Several attendees at Berkeley’s 2012 Conference on Orphan Works and Mass Digitization recommended the reintroduction of formal registration requirements, emphasizing that a compulsory centralized database of reliable biographical and contact information could greatly enhance the rights–determination process (Brantley, 2012). Corbett (2010) highlights that even a voluntary centralized rights registry would substantially improve the current situation. Registry regimes have the potential to significantly streamline the rights–determination process, and would serve to benefit both content owners and consumers by connecting rights–holders with potential users of their content.

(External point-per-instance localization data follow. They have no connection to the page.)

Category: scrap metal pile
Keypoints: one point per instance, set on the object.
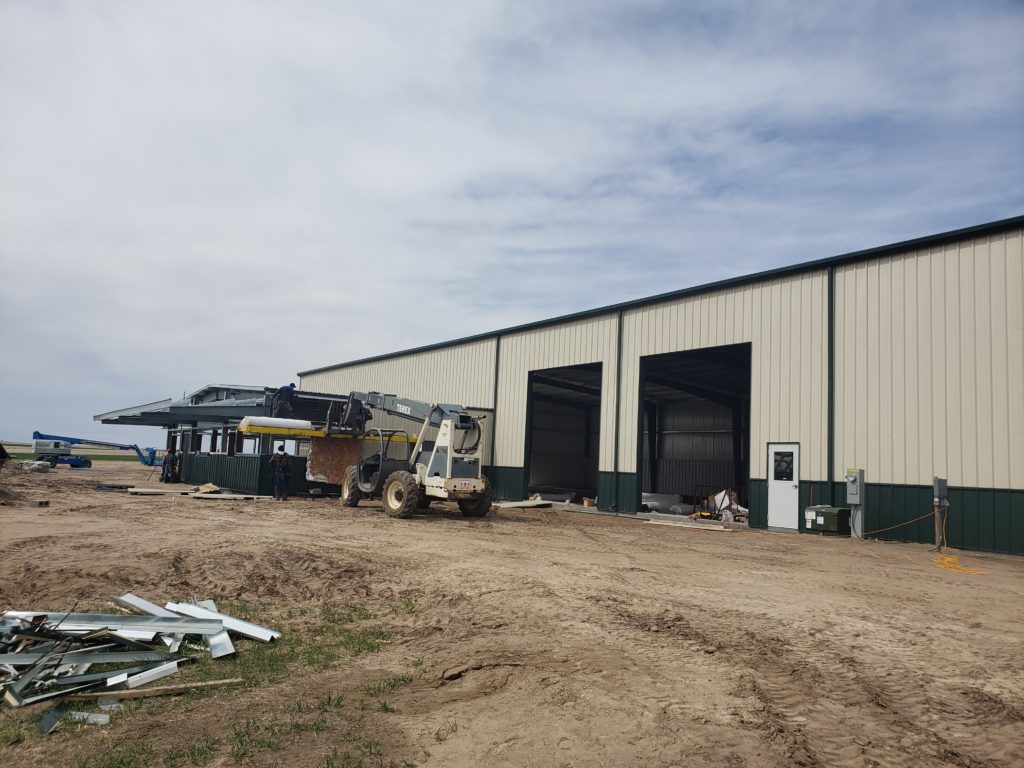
(109, 656)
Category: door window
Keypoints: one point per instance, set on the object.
(783, 465)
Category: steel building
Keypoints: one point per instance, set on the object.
(906, 360)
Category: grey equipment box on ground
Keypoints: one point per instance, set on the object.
(825, 519)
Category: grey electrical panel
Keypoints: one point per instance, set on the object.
(855, 486)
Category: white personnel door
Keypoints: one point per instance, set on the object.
(783, 485)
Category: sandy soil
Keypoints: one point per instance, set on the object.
(548, 638)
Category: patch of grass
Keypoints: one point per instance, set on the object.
(250, 737)
(12, 731)
(449, 728)
(331, 701)
(347, 760)
(386, 685)
(198, 754)
(131, 755)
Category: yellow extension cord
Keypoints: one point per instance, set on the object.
(951, 562)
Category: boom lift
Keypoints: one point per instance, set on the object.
(408, 475)
(56, 450)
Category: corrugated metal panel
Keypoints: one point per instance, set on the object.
(463, 375)
(576, 343)
(930, 365)
(784, 320)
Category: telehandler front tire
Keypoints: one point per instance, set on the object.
(401, 495)
(350, 494)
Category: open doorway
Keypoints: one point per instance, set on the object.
(563, 431)
(694, 424)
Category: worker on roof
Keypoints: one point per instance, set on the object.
(170, 466)
(281, 465)
(283, 401)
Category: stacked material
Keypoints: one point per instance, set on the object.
(46, 656)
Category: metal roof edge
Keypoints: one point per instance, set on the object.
(990, 227)
(131, 409)
(224, 386)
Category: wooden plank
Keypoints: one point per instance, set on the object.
(229, 497)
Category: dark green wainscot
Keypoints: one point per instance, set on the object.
(984, 519)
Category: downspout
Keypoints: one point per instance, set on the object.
(832, 386)
(619, 402)
(494, 404)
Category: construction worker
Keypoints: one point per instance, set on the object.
(281, 464)
(170, 466)
(283, 401)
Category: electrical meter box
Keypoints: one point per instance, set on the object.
(824, 519)
(855, 486)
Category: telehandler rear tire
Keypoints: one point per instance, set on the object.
(480, 505)
(401, 494)
(350, 494)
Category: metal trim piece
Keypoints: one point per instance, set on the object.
(87, 622)
(84, 654)
(155, 674)
(128, 600)
(229, 623)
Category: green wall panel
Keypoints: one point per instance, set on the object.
(622, 497)
(248, 473)
(605, 489)
(508, 482)
(985, 519)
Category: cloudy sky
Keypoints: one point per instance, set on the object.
(231, 192)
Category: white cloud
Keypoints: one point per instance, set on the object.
(202, 192)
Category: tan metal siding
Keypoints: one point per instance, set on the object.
(463, 375)
(572, 344)
(784, 321)
(930, 365)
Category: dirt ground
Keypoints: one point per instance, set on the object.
(526, 638)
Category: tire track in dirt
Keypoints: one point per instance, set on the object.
(814, 700)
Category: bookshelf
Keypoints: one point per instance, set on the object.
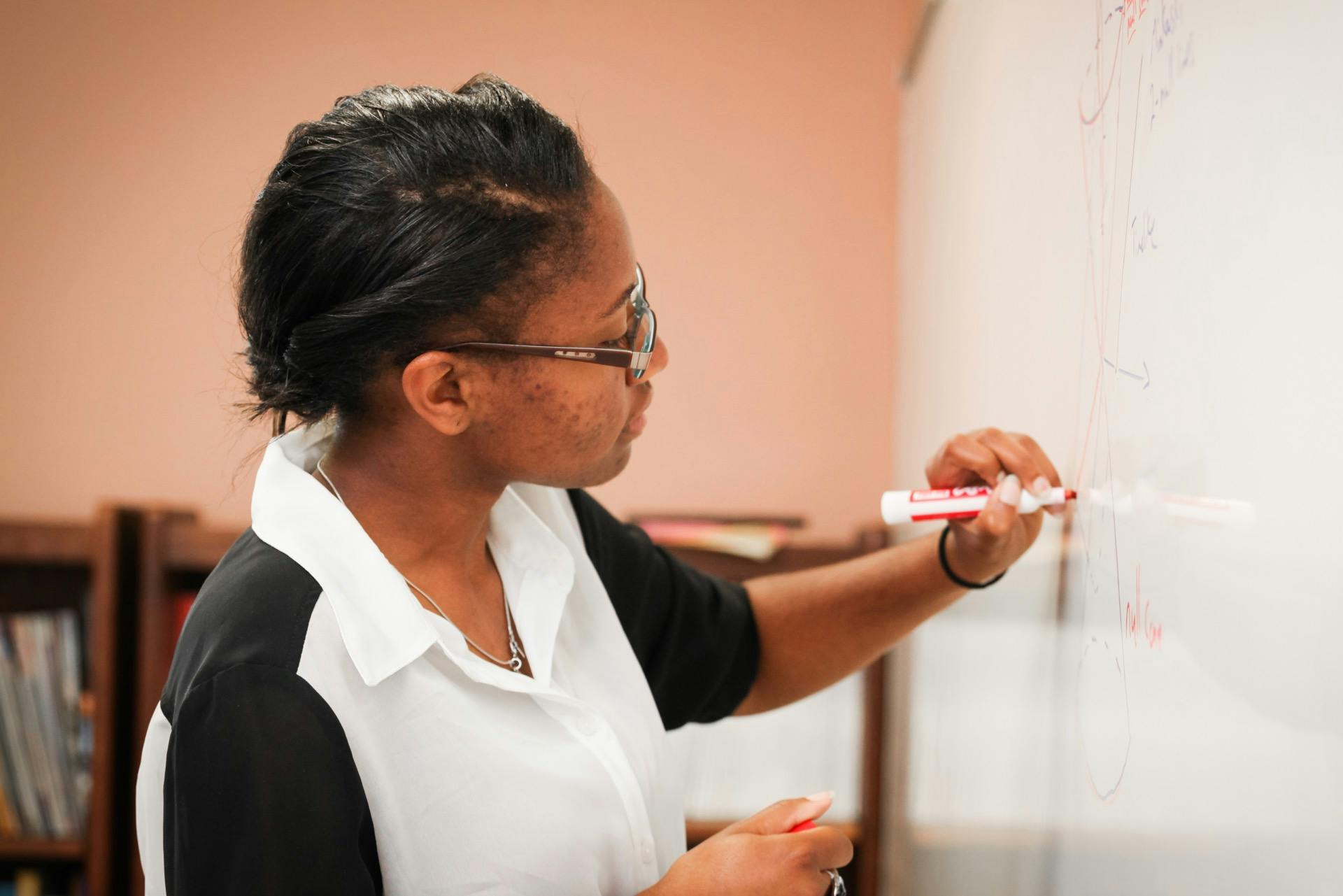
(86, 566)
(175, 555)
(176, 551)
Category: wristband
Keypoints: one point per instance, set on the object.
(941, 557)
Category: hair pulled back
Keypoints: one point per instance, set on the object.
(391, 218)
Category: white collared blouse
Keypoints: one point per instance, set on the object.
(321, 732)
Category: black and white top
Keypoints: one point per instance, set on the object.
(321, 732)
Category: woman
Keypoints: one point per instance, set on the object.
(436, 664)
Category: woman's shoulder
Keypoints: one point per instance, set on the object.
(252, 610)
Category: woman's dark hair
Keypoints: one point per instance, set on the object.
(388, 222)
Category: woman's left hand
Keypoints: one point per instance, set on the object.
(985, 546)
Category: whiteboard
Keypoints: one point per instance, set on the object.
(1122, 229)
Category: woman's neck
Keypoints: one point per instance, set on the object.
(426, 518)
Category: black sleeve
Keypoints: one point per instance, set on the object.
(261, 793)
(695, 634)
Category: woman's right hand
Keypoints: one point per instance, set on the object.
(758, 856)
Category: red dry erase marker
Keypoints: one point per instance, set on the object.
(957, 504)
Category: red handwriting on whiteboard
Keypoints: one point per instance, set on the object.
(1139, 625)
(1134, 11)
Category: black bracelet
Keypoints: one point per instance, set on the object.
(941, 555)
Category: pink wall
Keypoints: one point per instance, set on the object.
(753, 145)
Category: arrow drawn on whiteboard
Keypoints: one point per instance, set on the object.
(1144, 376)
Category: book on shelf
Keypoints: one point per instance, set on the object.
(36, 881)
(755, 538)
(46, 727)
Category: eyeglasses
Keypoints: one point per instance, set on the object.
(639, 339)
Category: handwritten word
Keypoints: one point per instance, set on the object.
(1166, 22)
(1177, 61)
(1138, 620)
(1134, 10)
(1143, 236)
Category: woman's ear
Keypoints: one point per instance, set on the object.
(441, 390)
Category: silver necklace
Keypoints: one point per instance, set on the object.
(516, 653)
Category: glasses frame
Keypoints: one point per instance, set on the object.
(626, 357)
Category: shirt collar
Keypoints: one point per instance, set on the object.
(381, 621)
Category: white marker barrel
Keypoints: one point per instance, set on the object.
(954, 504)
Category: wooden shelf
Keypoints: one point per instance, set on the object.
(46, 543)
(38, 849)
(46, 564)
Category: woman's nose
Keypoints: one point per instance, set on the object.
(658, 360)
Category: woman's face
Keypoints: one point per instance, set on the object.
(567, 423)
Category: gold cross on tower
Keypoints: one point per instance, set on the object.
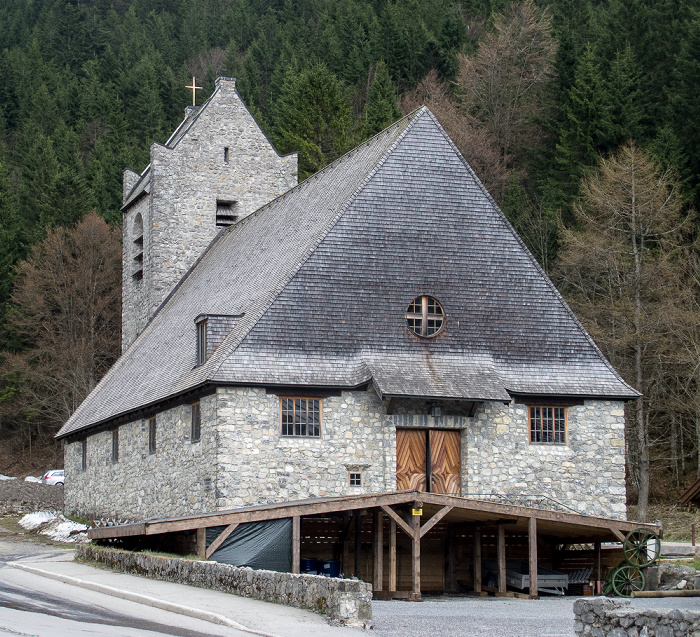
(194, 87)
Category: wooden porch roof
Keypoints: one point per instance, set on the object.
(567, 526)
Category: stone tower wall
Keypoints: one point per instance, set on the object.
(223, 156)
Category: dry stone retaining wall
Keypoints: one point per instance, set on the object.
(344, 601)
(604, 617)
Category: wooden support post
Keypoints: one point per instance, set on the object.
(532, 536)
(451, 559)
(296, 544)
(415, 562)
(392, 555)
(358, 547)
(501, 550)
(477, 559)
(378, 527)
(202, 543)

The transition to a digital environment has also created a situation where some digitizers feel empowered to claim rights after copyright has expired. Of particular concern, some digitizers claim copyright within their digital versions of public domain material (Crews, 2012). Crews condemns such practices as going “far beyond what copyright law specifically allows,” and advocates for repositories to end the practice [5]. Although book digitization does involve a significant investment of resources, the automated and mechanical nature of digitization is unlikely to meet the threshold of creativity required for copyright protection.

2.2. Beyond copyright: Licenses, contractual restrictions, and technological protection measures

In an online environment, there is widespread use of licenses and contracts that attempt to restrict books in the public domain. These restrictions go beyond the provisions of copyright law, and attempt to opt–out of the public good provisions that are essential for balancing the public and private interests within creative works.

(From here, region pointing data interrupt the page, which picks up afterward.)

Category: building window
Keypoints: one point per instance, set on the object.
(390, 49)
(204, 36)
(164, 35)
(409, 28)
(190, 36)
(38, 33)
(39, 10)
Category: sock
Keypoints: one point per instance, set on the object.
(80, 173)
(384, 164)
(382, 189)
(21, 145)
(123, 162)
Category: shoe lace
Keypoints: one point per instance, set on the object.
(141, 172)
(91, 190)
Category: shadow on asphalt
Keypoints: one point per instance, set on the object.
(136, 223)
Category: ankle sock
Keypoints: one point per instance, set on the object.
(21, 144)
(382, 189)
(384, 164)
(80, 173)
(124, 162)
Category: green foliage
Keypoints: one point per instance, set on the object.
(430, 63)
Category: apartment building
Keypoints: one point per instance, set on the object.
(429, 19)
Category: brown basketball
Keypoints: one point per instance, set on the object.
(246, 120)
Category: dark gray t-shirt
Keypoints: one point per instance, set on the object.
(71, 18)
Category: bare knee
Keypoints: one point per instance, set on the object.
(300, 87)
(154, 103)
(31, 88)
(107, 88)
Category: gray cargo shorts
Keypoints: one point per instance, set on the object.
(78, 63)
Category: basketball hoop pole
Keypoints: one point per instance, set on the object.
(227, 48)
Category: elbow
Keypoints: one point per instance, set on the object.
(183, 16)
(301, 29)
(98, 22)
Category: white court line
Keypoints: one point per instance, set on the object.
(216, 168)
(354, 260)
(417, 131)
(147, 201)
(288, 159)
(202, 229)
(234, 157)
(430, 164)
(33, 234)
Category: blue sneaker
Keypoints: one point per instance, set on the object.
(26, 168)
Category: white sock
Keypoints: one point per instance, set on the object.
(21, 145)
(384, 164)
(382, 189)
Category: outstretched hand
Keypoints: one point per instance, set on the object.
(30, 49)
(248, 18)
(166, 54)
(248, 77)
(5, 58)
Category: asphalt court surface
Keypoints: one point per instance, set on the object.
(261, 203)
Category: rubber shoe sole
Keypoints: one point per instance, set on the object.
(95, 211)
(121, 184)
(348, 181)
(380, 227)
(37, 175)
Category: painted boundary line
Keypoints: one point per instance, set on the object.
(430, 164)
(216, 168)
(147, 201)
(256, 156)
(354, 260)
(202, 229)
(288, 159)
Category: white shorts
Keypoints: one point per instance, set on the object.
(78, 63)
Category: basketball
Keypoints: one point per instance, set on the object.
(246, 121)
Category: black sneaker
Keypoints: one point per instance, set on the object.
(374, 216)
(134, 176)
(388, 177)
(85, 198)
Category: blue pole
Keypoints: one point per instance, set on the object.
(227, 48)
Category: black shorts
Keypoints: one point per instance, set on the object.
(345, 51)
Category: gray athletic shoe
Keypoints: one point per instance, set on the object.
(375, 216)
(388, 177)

The application of contractual restrictions to public domain works has been subject to widespread criticism (Eschenfelder and Caswell, 2010; Association of Research Libraries, 2012; Lindsay, 2002; McManis, 1999). These scholars warn that unless there are robust limits on the extent that contracts can override copyright law, then private actors have full power to determine the scope of acceptable content use in an online environment. Unless clear legislative action is taken to limit the power of contract law, governments risk abdicating their ability to protect the public interest through copyright law.

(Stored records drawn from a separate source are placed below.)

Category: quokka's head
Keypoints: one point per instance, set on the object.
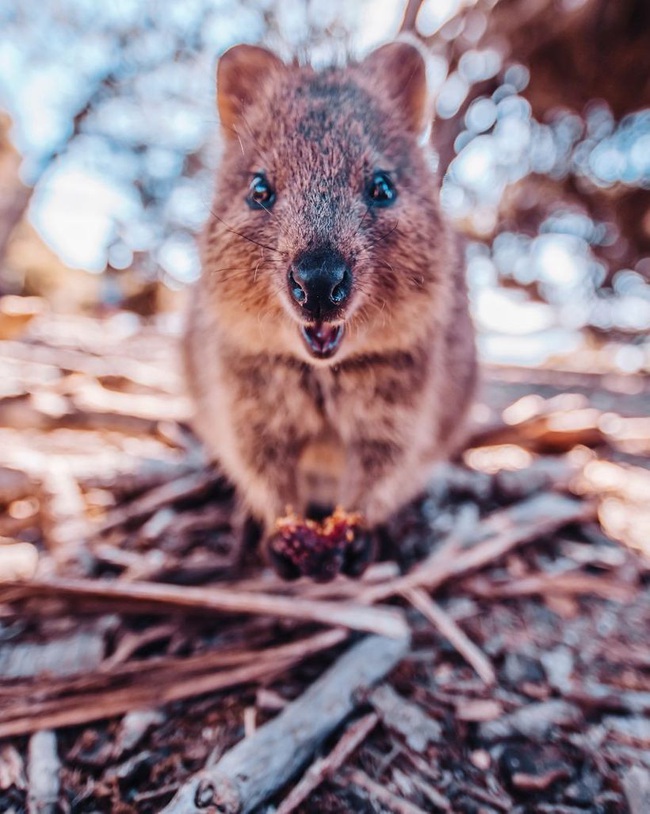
(325, 228)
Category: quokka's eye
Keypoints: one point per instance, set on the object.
(261, 194)
(381, 190)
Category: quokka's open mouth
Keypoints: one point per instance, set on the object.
(322, 339)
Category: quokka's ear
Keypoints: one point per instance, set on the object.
(240, 73)
(399, 70)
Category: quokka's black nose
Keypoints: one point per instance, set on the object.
(320, 282)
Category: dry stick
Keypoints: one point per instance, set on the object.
(43, 770)
(358, 778)
(326, 767)
(452, 632)
(568, 584)
(258, 766)
(523, 522)
(382, 621)
(82, 708)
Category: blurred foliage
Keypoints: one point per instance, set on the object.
(542, 129)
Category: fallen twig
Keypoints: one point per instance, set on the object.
(43, 768)
(326, 767)
(452, 632)
(81, 708)
(506, 530)
(158, 597)
(356, 777)
(258, 766)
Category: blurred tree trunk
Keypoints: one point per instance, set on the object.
(14, 195)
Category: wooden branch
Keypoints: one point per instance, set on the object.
(452, 632)
(505, 530)
(83, 707)
(567, 584)
(258, 766)
(405, 718)
(326, 767)
(154, 598)
(43, 769)
(380, 793)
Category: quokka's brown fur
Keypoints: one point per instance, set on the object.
(361, 429)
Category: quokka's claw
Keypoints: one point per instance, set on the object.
(321, 551)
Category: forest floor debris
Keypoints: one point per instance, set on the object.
(142, 646)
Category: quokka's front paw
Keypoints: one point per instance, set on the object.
(340, 544)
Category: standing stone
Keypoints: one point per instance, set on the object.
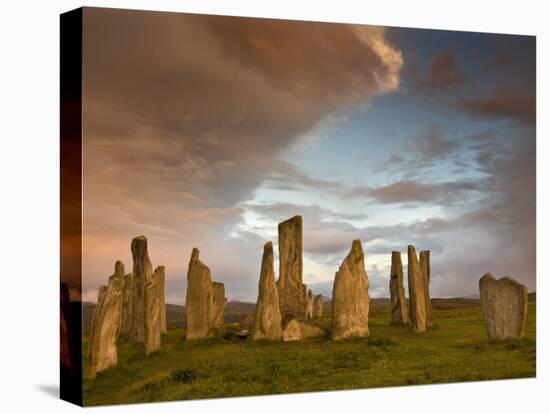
(127, 294)
(219, 301)
(267, 318)
(504, 305)
(318, 306)
(198, 299)
(67, 357)
(297, 331)
(143, 273)
(160, 271)
(399, 314)
(425, 266)
(417, 298)
(291, 297)
(309, 305)
(152, 305)
(102, 344)
(350, 296)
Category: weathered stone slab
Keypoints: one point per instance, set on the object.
(425, 266)
(291, 298)
(198, 299)
(318, 306)
(267, 318)
(102, 345)
(218, 302)
(504, 305)
(127, 294)
(143, 273)
(160, 271)
(399, 313)
(417, 298)
(350, 296)
(66, 354)
(153, 317)
(296, 331)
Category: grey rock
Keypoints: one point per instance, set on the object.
(218, 302)
(143, 273)
(417, 298)
(350, 296)
(425, 266)
(399, 314)
(267, 318)
(102, 346)
(504, 306)
(291, 297)
(198, 298)
(318, 306)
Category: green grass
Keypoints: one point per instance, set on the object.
(456, 349)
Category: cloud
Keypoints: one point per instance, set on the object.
(409, 191)
(504, 102)
(286, 176)
(443, 73)
(185, 116)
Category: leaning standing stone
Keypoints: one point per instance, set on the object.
(102, 344)
(198, 299)
(318, 306)
(399, 314)
(143, 273)
(218, 300)
(504, 305)
(425, 266)
(350, 296)
(291, 298)
(153, 305)
(267, 318)
(417, 298)
(309, 305)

Within the New Zealand context, current legal frameworks appear to allow contract law to be used as a tool to restrict public domain works (Corbett and Boddington, 2011). Such restrictions undermine the legislative intent behind the Copyright Act, and erode the government’s ability to use copyright law as a policy tool to achieve a fair balance between public and private interests (Sims, 2007). Sims (2007) highlights the dangers of the current system, which allows works to be restricted in perpetuity long after copyright has expired. She recommends the introduction of new legislation that would substantially limit the extent to which contracts could opt–out of public good provisions within copyright law. In particular, she proposes a system where any restrictions applied to public domain books would need to be within a reasonable scope, meeting criteria clearly articulated in law (Sims, 2007). Such an approach would entrench a minimum framework of rights in all contexts, and would help address the current imbalance between creators and users.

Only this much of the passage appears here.